The government-funded study found that even highly functioning autistic children had difficulty when asked to perform a wide range of complex tasks involving other areas of the brain.
This suggests different parts of the autistic brain have difficulty working together to process complex information. This may be the driving component of autism, the researchers say.
The study was funded, in part, by the National Institute of Child Health and Human Development (NICHD) of the National Institutes of Health.
"These findings suggest that a further understanding of autism will likely come not from the study of factors affecting one brain area or system, but from the study of factors affecting many systems," says NICHD director Duane Alexander, M.D.

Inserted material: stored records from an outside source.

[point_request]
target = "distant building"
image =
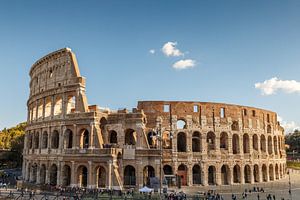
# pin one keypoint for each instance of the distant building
(71, 143)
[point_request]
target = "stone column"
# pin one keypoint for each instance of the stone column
(91, 138)
(73, 175)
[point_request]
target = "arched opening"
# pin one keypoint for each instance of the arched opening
(275, 145)
(271, 172)
(196, 142)
(270, 146)
(151, 137)
(269, 129)
(224, 141)
(34, 173)
(276, 171)
(247, 174)
(181, 142)
(148, 173)
(82, 176)
(235, 144)
(53, 175)
(182, 173)
(68, 143)
(211, 141)
(255, 142)
(235, 126)
(225, 175)
(263, 143)
(58, 106)
(236, 174)
(43, 174)
(101, 177)
(167, 172)
(167, 140)
(45, 140)
(256, 173)
(113, 137)
(55, 140)
(212, 175)
(181, 124)
(66, 175)
(36, 140)
(129, 176)
(84, 139)
(264, 173)
(197, 175)
(71, 103)
(246, 144)
(130, 137)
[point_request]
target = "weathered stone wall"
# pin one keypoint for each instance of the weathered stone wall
(70, 143)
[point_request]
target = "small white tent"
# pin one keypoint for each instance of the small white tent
(146, 189)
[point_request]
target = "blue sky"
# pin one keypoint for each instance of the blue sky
(233, 44)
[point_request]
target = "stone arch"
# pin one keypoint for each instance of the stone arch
(113, 137)
(129, 176)
(255, 142)
(66, 175)
(212, 175)
(236, 174)
(196, 142)
(269, 129)
(197, 175)
(101, 177)
(82, 176)
(53, 175)
(247, 174)
(264, 173)
(275, 145)
(256, 173)
(235, 144)
(181, 124)
(151, 139)
(276, 171)
(43, 174)
(246, 143)
(58, 106)
(235, 126)
(167, 140)
(182, 173)
(181, 142)
(263, 143)
(224, 141)
(45, 140)
(211, 141)
(55, 139)
(84, 138)
(271, 172)
(148, 173)
(36, 140)
(130, 137)
(34, 173)
(225, 175)
(270, 146)
(68, 142)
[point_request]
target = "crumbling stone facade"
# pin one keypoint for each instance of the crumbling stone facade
(71, 143)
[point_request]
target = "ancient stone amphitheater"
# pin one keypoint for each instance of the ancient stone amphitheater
(71, 143)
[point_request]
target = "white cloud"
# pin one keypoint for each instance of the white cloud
(169, 49)
(184, 64)
(271, 86)
(289, 127)
(152, 51)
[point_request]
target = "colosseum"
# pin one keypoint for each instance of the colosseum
(71, 143)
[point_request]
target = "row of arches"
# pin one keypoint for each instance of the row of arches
(44, 141)
(269, 144)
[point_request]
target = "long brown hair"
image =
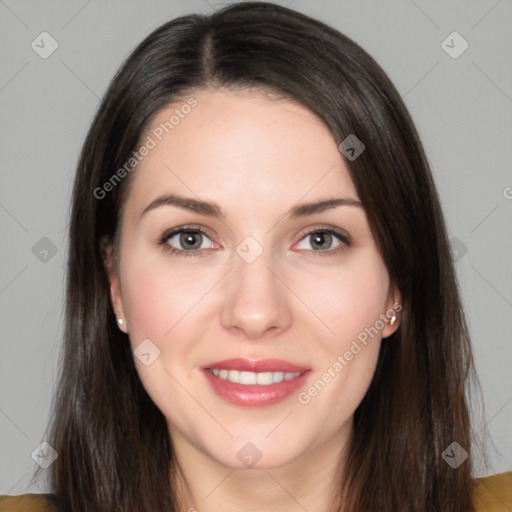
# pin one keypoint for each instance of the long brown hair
(113, 444)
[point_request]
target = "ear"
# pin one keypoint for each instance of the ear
(107, 251)
(393, 309)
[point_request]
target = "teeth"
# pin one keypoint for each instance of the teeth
(261, 378)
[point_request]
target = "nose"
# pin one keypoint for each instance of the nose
(256, 302)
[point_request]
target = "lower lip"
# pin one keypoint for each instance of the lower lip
(254, 395)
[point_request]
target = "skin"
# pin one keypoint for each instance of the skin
(291, 303)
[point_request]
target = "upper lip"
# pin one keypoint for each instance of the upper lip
(257, 365)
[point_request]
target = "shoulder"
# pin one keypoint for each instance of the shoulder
(28, 503)
(493, 493)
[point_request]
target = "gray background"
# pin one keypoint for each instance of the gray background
(461, 106)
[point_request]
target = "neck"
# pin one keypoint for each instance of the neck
(310, 482)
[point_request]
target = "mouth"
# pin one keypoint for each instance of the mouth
(255, 383)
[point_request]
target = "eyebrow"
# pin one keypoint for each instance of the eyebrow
(212, 209)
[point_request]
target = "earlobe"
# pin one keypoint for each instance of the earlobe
(113, 279)
(393, 313)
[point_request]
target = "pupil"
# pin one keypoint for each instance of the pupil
(192, 239)
(319, 239)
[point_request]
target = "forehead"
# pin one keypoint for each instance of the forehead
(236, 146)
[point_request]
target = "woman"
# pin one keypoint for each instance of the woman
(262, 311)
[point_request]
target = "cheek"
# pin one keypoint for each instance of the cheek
(349, 298)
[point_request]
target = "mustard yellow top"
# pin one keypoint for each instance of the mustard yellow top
(491, 494)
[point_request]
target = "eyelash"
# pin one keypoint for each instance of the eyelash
(162, 241)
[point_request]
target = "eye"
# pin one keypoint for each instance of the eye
(322, 240)
(185, 241)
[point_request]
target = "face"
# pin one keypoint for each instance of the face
(295, 294)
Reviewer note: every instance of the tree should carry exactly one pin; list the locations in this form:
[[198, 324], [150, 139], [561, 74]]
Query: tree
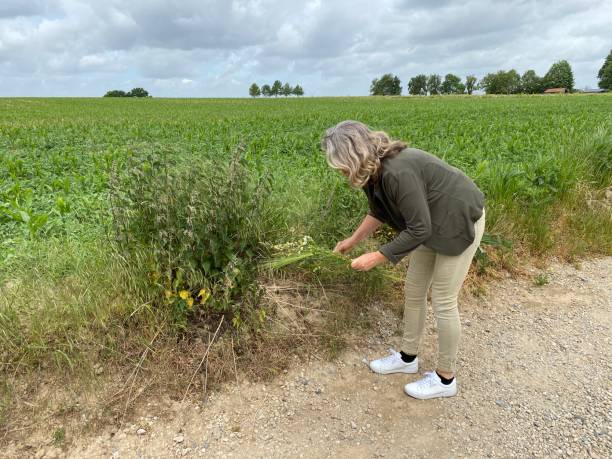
[[605, 73], [115, 93], [254, 90], [434, 83], [386, 85], [501, 82], [417, 86], [452, 85], [531, 83], [277, 86], [470, 83], [559, 75], [286, 90], [138, 92]]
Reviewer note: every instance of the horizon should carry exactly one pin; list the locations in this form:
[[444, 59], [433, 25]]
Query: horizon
[[80, 48]]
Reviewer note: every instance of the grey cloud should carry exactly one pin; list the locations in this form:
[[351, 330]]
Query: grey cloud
[[337, 47]]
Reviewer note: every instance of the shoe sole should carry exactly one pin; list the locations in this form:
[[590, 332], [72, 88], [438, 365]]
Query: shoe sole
[[409, 371], [429, 397]]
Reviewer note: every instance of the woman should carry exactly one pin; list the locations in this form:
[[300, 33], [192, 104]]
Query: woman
[[439, 214]]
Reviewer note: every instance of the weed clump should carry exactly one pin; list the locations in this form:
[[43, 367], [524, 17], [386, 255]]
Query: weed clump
[[192, 233]]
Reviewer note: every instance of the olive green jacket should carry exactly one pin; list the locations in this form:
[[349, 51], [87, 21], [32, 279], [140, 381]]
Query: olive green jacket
[[428, 201]]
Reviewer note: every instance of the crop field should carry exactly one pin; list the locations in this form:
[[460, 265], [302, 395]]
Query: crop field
[[125, 214]]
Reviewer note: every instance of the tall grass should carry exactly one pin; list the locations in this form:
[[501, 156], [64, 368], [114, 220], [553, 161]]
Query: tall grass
[[141, 201]]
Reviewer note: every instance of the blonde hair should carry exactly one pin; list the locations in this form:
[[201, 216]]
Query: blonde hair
[[354, 149]]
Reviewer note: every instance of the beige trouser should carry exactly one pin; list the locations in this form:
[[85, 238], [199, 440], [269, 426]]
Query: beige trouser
[[445, 275]]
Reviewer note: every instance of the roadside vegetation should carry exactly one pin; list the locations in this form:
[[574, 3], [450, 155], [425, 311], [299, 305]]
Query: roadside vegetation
[[134, 233]]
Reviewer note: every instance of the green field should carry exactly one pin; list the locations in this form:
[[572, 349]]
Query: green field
[[539, 160]]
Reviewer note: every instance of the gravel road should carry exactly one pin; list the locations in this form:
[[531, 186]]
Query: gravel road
[[534, 381]]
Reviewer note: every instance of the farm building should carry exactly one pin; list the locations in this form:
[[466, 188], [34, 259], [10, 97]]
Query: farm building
[[556, 91]]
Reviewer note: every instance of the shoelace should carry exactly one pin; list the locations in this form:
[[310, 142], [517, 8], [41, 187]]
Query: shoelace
[[428, 381], [393, 354]]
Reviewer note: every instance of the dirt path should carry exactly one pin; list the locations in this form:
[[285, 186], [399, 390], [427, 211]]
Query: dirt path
[[535, 381]]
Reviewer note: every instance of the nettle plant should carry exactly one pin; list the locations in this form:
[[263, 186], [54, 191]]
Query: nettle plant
[[196, 231]]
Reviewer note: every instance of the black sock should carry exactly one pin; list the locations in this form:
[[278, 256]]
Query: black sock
[[445, 381]]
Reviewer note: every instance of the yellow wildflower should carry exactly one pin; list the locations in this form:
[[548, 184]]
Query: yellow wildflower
[[203, 295]]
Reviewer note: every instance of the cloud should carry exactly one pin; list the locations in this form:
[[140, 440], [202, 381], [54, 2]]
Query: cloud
[[329, 47]]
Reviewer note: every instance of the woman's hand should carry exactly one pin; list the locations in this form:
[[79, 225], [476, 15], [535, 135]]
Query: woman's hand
[[368, 261], [345, 246]]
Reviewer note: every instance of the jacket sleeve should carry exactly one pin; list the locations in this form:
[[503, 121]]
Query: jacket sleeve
[[408, 192]]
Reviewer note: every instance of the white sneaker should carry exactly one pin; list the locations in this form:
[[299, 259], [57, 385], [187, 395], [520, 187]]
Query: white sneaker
[[393, 363], [430, 386]]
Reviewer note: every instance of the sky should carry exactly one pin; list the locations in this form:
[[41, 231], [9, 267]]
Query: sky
[[217, 48]]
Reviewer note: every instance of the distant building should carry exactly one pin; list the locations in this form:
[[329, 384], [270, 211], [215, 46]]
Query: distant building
[[556, 91]]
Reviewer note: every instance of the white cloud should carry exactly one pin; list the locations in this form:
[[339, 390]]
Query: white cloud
[[218, 48]]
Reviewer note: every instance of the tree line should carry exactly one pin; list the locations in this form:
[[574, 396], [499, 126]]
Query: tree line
[[136, 92], [277, 89], [559, 75]]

Earlier Findings In Adults
Autistic children and adults typically have problems with social interactions and verbal and nonverbal communications. They tend to exhibit repetitive behaviors or narrow, obsessive interests. These three behaviors are the basis of the diagnosis of autism.
It is increasingly clear, however, that other areas of brain function are affected as well, including balance, movement and memory.
In earlier research, Nancy J. Minshew, M.D., and colleagues offered evidence to support the whole-brain hypothesis in studies looking at autistic adults. The autistic adults they tested had difficulty performing certain complex tasks that involved different areas of the brain working together.
In the newly published study, the research team compared highly functioning autistic children to non-autistic children with similar IQs and ages in an effort to confirm their findings in adults.
All the children in this study were aged 8 to 15, all had IQs of 80 or above, and all could speak, read and write.